China dan perdagangan
Pendekatan Amerika terhadap China adalah area kebijakan luar negeri yang paling penting secara strategis – dan memiliki implikasi terbesar bagi keamanan dan perdagangan global. Ketika dia masih di kantor, Trump menyebut China sebagai “pesaing strategis” dan memberlakukan tarif pada beberapa impor China ke AS. Hal ini memicu tarif balasan oleh Beijing pada impor Amerika. Ada upaya untuk meredam perselisihan perdagangan, tetapi pandemi Covid menghilangkan kemungkinan ini, dan hubungan menjadi lebih buruk ketika mantan presiden menyebut Covid sebagai “virus Tiongkok”. Meskipun administrasi Biden mengklaim mengambil pendekatan yang lebih bertanggung jawab terhadap kebijakan China, sebenarnya, banyak tarif era Trump tetap diberlakukan pada impor. Kebijakan perdagangan ini menjadi erat terkait dengan persepsi pemilih dalam negeri di AS tentang perlindungan pekerjaan manufaktur Amerika – meskipun penurunan pekerjaan jangka panjang dalam industri AS tradisional seperti baja sebagian besar disebabkan oleh otomatisasi pabrik dan perubahan produksi daripada kompetisi global dan pemindahan produksi.
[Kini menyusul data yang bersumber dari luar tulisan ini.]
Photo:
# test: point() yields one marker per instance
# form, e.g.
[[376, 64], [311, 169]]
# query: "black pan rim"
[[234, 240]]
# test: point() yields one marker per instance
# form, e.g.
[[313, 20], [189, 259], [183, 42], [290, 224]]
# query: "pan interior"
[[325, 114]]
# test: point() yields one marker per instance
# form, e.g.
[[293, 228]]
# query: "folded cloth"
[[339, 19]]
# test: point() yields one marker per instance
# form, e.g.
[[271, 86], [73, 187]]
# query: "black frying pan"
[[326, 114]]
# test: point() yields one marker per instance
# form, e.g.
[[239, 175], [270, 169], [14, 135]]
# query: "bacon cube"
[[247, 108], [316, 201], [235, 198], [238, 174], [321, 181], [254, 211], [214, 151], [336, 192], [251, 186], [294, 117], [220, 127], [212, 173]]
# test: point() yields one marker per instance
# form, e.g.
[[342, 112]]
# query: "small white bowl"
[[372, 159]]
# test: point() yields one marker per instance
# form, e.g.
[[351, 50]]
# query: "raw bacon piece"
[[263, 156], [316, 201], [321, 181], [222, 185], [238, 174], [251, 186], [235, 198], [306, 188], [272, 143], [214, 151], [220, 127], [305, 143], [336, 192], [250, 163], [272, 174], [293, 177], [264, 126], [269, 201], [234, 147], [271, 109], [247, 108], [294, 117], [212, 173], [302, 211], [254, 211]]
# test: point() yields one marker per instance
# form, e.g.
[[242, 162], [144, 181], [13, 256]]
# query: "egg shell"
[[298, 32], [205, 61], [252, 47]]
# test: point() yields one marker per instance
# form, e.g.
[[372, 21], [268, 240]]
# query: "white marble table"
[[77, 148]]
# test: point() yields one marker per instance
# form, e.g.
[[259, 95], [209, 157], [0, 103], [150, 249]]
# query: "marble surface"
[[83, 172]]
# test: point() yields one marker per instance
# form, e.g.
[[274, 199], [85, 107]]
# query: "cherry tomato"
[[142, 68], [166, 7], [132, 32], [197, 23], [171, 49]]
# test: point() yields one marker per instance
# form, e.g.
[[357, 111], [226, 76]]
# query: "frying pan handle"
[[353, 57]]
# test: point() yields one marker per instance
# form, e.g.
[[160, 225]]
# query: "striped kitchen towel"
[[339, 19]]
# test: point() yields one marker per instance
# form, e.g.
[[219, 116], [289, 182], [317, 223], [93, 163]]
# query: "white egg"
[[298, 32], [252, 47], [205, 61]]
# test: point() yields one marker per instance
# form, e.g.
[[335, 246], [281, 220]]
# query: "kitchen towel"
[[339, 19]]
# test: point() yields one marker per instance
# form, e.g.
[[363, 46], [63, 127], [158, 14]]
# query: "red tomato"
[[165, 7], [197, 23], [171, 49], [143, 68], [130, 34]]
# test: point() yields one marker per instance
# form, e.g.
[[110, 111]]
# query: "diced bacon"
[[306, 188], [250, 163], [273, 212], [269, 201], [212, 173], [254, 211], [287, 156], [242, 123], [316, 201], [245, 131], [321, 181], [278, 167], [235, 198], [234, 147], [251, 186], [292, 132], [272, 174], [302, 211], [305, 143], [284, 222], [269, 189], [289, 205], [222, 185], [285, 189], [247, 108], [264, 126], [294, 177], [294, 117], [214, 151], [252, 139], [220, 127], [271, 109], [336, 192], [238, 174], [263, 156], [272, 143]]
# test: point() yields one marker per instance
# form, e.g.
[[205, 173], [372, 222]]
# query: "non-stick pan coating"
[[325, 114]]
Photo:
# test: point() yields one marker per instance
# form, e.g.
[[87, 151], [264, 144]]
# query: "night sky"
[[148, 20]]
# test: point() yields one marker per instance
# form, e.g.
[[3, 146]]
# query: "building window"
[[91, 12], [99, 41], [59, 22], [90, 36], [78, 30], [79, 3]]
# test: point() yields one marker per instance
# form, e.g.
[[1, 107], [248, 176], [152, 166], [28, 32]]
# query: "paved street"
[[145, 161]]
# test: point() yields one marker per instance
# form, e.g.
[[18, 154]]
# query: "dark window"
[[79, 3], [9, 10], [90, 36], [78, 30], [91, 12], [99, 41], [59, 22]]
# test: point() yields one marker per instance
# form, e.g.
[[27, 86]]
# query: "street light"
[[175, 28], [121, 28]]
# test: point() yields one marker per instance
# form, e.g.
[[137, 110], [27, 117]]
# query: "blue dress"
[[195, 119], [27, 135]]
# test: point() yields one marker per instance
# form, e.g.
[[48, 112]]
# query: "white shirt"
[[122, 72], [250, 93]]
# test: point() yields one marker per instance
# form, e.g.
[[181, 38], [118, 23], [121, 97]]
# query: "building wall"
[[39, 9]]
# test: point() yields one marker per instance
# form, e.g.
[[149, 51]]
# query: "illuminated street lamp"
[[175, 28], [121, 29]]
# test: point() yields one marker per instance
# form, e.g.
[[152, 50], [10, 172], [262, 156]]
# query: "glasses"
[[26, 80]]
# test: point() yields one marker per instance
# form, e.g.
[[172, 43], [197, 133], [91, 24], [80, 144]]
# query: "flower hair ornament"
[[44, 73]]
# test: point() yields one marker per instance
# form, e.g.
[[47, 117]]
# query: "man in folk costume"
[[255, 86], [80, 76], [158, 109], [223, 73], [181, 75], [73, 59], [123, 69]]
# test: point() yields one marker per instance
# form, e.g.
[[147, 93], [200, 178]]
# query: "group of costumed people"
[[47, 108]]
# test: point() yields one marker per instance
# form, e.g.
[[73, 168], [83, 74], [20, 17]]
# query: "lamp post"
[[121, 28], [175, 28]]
Trump memuji Presiden China Xi Jinping sebagai “brilian” dan “berbahaya” dan sebagai pemimpin yang sangat efektif yang mengendalikan 1,4 miliar orang dengan “tangan besi” – bagian dari apa yang lawan lawan karakterisasi sebagai kagum Trump terhadap “dictator”. Mantan presiden nampaknya akan beralih dari pendekatan administrasi Biden yang membangun kemitraan keamanan AS yang lebih kuat dengan negara-negara regional lain dalam upaya untuk menahan China. AS telah mempertahankan bantuan militer untuk Taiwan yang diperintah sendiri, yang dilihat China sebagai provinsi pemberontak yang akhirnya akan berada di bawah kendali Beijing. Trump mengatakan pada Oktober bahwa jika kembali ke Gedung Putih, dia tidak perlu menggunakan kekuatan militer untuk mencegah blokade China terhadap Taiwan karena Presiden Xi tahu dia “gila”, dan dia akan memberlakukan tarif paralisis pada impor dari China jika hal itu terjadi.